According to the article in Railroad Model Craftsman May 1995 issue, these don’t contain a frozen concentrate, but a “supercooled, blended juice.” Most are insulated box cars that maintain the temperature without refrigeration over the trip of 45 hours. Although it doesn’t specifically say so, it implies that the juice is packaged and ready for retail sale due to the car’s classification as RBL or RPL (insulated box or mechanical refrigerator with load restraints). The unit train was initiated on June 9, 1970.
Retail cartons, in cardboard cases, on pallets. The only handling is offloading the pallets for distribution to grocery wholesalers, then to your supermarket.
The orange juice is kept inside the car in very large steel containers. Some of the
older Tropicana Juice train cars were built by the fruit growers express in alexandria,va.
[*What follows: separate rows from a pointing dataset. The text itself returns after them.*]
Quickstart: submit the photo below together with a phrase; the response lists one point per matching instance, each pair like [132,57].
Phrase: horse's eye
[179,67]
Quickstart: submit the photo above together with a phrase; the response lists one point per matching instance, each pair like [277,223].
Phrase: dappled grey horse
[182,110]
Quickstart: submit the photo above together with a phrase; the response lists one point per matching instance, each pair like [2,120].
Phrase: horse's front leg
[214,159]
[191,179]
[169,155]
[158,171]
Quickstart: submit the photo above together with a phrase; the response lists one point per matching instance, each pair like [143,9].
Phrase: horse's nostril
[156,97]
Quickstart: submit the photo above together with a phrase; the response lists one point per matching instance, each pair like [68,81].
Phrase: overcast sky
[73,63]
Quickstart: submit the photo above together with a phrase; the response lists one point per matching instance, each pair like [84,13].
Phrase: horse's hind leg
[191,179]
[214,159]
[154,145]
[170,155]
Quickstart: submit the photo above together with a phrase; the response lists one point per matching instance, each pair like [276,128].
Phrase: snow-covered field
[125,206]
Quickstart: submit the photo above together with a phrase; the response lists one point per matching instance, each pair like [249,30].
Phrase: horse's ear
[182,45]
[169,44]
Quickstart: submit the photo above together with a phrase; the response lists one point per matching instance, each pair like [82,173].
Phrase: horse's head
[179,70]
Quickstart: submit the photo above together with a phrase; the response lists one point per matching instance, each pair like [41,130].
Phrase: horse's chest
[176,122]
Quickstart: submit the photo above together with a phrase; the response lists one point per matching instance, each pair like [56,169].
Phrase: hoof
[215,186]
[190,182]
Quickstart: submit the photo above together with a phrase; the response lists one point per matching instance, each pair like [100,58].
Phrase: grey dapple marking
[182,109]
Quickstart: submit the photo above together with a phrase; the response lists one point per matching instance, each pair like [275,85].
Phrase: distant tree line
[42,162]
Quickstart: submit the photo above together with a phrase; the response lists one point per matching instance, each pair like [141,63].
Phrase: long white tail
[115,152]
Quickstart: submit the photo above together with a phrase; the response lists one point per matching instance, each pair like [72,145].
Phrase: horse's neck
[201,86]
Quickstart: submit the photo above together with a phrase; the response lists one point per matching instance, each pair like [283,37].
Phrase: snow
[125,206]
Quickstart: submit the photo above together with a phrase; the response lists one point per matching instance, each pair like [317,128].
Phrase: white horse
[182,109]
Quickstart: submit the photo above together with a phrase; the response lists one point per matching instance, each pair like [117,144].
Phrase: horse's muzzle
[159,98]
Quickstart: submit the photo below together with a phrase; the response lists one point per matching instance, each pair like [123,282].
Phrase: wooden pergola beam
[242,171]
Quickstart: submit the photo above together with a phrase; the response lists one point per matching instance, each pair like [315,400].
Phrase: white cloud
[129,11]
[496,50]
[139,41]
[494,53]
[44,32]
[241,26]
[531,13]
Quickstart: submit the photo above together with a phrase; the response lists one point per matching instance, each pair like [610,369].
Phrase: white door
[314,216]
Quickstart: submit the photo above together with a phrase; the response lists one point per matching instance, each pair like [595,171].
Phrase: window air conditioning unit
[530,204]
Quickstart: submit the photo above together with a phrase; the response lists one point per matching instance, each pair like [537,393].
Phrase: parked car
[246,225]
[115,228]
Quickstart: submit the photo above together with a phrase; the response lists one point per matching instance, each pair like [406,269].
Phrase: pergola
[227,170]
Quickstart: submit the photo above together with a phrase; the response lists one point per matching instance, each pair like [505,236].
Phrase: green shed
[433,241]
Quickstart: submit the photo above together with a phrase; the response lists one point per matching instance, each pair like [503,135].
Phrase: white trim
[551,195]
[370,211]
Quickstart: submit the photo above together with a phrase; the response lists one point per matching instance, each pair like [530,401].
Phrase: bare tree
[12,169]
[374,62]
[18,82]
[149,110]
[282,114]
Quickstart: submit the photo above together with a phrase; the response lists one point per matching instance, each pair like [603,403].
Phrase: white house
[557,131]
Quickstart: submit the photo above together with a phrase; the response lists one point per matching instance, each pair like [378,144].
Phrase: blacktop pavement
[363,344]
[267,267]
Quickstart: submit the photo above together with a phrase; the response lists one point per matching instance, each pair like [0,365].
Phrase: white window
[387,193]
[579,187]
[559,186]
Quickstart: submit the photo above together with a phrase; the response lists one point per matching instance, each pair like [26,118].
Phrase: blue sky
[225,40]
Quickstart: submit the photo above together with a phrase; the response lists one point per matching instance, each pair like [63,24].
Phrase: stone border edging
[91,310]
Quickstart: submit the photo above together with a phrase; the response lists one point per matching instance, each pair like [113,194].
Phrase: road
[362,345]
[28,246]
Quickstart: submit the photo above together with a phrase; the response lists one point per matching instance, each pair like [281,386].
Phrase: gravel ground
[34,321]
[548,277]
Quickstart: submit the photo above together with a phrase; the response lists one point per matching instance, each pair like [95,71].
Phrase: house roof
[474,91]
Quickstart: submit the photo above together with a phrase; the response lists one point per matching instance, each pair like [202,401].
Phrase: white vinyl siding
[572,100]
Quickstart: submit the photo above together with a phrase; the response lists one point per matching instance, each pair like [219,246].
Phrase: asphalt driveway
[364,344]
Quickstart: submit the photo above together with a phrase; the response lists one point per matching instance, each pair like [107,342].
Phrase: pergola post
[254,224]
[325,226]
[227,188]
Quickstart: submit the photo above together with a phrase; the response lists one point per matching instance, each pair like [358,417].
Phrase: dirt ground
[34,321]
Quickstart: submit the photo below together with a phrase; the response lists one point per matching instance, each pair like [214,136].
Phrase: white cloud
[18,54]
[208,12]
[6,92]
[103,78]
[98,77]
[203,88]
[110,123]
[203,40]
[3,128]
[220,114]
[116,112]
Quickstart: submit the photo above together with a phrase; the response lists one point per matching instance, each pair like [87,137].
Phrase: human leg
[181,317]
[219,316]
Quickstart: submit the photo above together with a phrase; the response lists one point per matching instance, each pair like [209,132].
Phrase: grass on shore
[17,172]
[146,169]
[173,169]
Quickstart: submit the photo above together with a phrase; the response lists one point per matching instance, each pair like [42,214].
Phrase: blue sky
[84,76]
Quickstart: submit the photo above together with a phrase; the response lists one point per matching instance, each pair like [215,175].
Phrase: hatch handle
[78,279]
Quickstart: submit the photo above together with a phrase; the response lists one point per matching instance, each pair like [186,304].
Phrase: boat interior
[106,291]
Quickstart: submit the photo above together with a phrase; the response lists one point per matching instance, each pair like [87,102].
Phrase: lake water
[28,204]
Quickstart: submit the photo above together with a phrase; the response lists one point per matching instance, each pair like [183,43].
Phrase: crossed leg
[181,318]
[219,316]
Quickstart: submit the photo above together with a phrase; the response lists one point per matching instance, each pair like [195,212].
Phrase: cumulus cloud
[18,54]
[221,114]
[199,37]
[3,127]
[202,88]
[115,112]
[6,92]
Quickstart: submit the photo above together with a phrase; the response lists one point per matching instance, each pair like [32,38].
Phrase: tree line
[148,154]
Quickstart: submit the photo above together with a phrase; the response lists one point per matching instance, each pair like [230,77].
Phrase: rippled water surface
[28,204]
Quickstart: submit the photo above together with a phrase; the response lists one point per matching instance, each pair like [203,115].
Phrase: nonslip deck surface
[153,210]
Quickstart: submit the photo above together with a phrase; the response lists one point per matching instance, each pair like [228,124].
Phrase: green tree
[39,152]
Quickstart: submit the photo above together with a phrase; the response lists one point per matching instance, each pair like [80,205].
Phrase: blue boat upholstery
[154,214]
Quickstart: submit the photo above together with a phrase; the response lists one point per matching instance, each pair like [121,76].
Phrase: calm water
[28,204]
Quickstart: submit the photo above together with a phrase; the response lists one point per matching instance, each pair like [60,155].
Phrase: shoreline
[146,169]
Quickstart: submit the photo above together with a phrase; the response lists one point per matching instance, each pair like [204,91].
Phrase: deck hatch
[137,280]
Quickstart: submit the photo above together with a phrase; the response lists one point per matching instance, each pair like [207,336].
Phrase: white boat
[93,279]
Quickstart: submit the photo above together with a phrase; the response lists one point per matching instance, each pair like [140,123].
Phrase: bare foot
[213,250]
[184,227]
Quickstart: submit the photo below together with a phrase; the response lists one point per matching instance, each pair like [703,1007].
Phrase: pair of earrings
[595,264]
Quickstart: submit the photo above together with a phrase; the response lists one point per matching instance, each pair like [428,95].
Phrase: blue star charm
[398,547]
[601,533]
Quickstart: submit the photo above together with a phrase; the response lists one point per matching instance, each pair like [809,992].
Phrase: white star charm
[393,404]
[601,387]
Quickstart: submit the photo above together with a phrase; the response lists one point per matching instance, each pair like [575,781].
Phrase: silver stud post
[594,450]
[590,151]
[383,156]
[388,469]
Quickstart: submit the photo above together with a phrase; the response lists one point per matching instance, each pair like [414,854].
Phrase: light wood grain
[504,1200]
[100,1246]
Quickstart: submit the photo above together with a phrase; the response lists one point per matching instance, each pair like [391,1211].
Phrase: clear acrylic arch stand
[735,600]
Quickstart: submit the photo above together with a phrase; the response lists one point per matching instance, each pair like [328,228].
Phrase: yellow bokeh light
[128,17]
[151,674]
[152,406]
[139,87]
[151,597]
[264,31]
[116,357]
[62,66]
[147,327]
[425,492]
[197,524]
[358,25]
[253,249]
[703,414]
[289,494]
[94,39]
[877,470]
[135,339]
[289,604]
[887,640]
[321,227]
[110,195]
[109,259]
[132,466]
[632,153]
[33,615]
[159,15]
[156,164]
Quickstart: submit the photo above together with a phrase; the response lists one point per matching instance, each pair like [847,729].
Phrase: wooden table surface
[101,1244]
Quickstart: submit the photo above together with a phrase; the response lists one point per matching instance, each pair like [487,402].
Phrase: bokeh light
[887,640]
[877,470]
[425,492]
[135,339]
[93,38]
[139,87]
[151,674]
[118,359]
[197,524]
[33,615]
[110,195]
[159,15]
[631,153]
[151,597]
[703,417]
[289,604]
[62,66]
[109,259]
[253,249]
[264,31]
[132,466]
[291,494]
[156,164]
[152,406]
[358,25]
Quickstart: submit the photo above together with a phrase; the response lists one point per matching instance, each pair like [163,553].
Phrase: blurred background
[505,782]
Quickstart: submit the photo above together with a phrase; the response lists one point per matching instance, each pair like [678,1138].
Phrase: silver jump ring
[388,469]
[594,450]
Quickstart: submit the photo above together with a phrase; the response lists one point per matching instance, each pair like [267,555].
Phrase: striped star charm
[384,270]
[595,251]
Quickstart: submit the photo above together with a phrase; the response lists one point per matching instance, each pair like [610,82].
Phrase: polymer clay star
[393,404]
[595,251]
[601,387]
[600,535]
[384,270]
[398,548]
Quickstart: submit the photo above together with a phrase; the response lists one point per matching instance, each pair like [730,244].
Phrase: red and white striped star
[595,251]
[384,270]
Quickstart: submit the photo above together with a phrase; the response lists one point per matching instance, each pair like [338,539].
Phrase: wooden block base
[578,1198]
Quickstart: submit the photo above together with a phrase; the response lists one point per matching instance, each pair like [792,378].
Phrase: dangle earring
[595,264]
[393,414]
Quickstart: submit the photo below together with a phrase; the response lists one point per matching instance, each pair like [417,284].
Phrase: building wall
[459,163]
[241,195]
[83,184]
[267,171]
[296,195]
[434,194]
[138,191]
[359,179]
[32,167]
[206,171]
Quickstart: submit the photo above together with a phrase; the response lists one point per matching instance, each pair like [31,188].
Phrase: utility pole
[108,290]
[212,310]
The trains that i see come through every week are made up of mixed cars. Some old (orange ones) and more of the newer ones (white) with a picture of a straw inserted into an orange. Both the older and newer cars have refridgerated units. The units on the older cars are attached beneath the chassis and the units on the newer cars are on the ends just like a tractor trailer refer. They are also marked with “Satellite controlled” which is pretty cool.